GPolS: A Contextual Graph-Based Language Model for Analyzing Parliamentary Debates and Political Cohesion Ramit Sawhney | Arnav Wadhwa | Shivam Agarwal | Rajiv Ratn Shah
“This esoteric and tedious nature of political debates makes their analysis complex, forming a barrier to ordinary citizen’s insights into political stances and wide-ranging consequences they entail.” – besides being honored as an outstanding COLING paper, this research motivation alone makes the paper worth reading already. More technically, the authors train BERT on debate speeches from the UK’s House of Commons and compare the similarities of the retrieved speech representations across debates, topics, and speakers. The extracted feature vectors are arranged in a graph, which is processed by a graph network to classify whether a speaker approves of a topic or not.

Generating Diverse Corrections with Local Beam Search for Grammatical Error Correction Kengo Hotate | Masahiro Kaneko | Mamoru Komachi
The short paper introduces a simple penalty score (Equation 1) to make beam search more diverse at specific parts of the sequence where more diversity is desired. This is motivated by the task of grammatical error correction in which one wants to generate alternatives only for grammatically faulty parts of the text sequence. The idea is simple yet interesting and the references to other beam search methods are valuable.

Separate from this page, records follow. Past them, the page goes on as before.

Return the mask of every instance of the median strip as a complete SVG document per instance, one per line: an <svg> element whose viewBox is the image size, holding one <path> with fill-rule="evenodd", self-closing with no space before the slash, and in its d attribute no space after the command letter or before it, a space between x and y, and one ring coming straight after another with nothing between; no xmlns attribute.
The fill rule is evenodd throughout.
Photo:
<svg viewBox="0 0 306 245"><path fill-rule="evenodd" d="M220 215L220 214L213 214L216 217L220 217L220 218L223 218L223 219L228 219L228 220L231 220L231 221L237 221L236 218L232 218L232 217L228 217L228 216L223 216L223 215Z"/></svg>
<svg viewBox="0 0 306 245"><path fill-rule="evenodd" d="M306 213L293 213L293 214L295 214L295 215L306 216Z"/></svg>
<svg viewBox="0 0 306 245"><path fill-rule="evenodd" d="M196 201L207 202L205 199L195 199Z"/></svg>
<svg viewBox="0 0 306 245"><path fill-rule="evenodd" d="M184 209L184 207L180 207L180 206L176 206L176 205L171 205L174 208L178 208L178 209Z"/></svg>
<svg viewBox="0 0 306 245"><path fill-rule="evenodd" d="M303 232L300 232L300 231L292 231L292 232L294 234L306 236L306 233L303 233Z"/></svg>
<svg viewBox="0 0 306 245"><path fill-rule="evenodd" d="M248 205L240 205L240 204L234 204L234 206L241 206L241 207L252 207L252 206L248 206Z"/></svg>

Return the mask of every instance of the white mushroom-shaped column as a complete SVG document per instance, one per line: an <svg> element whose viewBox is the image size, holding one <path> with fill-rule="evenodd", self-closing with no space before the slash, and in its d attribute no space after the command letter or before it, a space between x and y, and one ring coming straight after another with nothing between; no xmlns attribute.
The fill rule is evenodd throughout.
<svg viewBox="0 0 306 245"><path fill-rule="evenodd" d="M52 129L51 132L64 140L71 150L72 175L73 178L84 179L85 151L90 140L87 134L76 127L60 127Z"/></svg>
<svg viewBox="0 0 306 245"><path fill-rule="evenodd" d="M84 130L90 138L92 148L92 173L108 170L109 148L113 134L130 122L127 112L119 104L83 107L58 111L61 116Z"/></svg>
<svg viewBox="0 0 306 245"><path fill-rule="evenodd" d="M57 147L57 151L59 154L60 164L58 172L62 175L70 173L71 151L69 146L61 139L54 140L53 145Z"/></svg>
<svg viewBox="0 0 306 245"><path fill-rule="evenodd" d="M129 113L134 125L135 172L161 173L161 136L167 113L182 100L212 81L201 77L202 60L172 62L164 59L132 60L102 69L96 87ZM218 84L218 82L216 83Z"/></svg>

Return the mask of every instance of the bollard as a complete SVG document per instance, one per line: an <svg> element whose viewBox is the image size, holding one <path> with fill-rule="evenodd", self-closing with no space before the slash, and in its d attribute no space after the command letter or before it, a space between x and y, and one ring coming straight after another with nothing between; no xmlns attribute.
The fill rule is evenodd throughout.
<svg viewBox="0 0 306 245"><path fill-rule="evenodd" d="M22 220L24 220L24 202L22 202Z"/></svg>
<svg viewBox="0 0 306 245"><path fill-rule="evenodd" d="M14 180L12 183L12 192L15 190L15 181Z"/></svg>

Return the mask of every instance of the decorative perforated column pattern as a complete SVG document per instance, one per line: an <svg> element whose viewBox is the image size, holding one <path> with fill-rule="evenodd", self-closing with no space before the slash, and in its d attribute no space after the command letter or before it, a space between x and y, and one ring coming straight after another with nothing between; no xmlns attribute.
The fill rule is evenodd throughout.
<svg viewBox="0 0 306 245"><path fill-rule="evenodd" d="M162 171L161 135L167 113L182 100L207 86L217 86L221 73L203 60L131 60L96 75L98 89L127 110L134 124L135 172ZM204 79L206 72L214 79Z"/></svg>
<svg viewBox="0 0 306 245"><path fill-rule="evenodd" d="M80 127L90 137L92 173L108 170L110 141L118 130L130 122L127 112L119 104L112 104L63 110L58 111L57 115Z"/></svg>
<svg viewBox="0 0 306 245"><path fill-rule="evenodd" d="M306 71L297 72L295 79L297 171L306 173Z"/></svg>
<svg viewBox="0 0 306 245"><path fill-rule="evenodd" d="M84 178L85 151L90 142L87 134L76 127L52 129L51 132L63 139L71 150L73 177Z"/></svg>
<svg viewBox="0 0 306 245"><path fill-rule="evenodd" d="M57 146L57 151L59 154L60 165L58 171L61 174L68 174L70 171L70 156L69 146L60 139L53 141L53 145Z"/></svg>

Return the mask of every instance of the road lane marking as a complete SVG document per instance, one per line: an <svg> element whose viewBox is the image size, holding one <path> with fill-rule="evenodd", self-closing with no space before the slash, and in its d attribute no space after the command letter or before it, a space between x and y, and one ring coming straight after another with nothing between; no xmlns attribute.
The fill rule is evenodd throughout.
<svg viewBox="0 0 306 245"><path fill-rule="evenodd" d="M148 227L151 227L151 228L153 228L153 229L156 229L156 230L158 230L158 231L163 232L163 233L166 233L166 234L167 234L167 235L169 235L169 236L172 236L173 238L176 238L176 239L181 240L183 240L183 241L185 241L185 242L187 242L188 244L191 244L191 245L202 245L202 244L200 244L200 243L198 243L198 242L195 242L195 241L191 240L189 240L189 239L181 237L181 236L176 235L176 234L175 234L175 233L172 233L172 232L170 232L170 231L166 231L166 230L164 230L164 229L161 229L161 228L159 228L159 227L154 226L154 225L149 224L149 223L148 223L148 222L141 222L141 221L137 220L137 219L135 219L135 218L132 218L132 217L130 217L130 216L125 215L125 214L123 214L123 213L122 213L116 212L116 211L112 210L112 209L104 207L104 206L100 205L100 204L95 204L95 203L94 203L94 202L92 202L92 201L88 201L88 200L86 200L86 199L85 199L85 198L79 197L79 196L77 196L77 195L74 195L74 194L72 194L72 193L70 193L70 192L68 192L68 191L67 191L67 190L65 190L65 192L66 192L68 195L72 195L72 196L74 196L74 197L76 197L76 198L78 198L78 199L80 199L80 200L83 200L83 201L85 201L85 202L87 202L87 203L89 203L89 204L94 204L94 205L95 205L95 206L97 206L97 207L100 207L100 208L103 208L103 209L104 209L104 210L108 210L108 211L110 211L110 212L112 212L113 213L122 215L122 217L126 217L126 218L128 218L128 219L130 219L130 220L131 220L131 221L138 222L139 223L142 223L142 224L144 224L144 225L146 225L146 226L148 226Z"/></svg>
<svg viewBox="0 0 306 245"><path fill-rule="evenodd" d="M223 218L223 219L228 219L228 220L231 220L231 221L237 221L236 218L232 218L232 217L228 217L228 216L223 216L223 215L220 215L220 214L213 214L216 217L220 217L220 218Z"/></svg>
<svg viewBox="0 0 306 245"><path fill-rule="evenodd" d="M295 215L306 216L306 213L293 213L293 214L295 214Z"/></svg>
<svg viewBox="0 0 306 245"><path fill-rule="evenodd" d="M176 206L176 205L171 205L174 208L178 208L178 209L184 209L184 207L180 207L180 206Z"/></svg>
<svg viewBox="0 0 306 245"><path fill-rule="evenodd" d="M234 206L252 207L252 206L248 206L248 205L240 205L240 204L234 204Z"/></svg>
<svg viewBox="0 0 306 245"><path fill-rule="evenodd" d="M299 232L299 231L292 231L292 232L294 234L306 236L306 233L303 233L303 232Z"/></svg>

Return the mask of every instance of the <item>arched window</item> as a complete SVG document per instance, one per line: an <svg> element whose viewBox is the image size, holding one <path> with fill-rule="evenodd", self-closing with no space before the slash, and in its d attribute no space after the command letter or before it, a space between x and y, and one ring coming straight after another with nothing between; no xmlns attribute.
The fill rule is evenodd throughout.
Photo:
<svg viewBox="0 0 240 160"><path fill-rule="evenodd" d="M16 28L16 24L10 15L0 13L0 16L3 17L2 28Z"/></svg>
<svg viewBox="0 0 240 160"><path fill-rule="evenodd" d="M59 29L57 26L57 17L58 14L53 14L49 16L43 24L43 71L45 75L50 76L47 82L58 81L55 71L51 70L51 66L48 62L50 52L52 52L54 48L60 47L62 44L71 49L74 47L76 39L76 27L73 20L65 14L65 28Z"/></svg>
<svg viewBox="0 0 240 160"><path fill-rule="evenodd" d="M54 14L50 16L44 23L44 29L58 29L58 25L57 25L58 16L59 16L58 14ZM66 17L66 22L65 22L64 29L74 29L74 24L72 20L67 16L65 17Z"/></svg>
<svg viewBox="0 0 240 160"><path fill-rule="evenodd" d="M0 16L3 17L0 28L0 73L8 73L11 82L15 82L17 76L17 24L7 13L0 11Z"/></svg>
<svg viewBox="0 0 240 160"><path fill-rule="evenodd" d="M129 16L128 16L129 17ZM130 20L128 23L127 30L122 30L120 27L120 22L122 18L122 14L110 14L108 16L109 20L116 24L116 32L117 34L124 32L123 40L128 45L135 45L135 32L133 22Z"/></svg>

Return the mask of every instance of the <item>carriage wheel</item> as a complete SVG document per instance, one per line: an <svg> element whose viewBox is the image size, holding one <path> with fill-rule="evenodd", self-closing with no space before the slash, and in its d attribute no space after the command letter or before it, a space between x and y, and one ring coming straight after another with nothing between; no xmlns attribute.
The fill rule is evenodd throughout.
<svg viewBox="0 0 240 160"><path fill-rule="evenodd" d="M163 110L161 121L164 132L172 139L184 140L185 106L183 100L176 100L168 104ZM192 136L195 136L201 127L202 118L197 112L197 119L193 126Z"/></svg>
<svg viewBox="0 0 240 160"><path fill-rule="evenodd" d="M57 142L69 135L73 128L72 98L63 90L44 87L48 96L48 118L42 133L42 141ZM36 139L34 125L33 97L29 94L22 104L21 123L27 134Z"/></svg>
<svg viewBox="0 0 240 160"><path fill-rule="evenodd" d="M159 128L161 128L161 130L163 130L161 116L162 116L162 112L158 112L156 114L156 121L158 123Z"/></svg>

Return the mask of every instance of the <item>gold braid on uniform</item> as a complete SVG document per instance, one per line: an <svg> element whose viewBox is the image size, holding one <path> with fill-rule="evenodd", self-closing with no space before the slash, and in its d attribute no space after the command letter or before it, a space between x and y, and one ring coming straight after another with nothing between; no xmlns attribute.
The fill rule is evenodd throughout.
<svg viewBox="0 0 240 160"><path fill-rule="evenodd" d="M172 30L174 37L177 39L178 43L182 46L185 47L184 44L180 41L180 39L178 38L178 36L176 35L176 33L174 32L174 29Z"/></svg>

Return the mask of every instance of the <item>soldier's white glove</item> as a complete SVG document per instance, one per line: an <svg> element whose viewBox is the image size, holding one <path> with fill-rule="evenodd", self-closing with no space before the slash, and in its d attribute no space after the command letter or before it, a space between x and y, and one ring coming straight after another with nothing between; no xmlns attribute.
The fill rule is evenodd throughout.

Do Word Embeddings Capture Spelling Variation? Dong Nguyen | Jack Grieve
The authors investigate whether spelling variations – which are by the way very common on platforms like Reddit and Twitter – are captured in word embeddings. Similarly to the popular “king – man ≈ queen – woman” one could check for “cookin – cooking ≈ movin – moving”, where movin and cooking are spelling variations called g-dropping (or less formally: g-droppin’). In my opinion word embedding spaces are generally fascinating and the idea of looking into them on a non-semantic level, as done here by analyzing spelling, is intriguing. The paper’s source code is publicly available.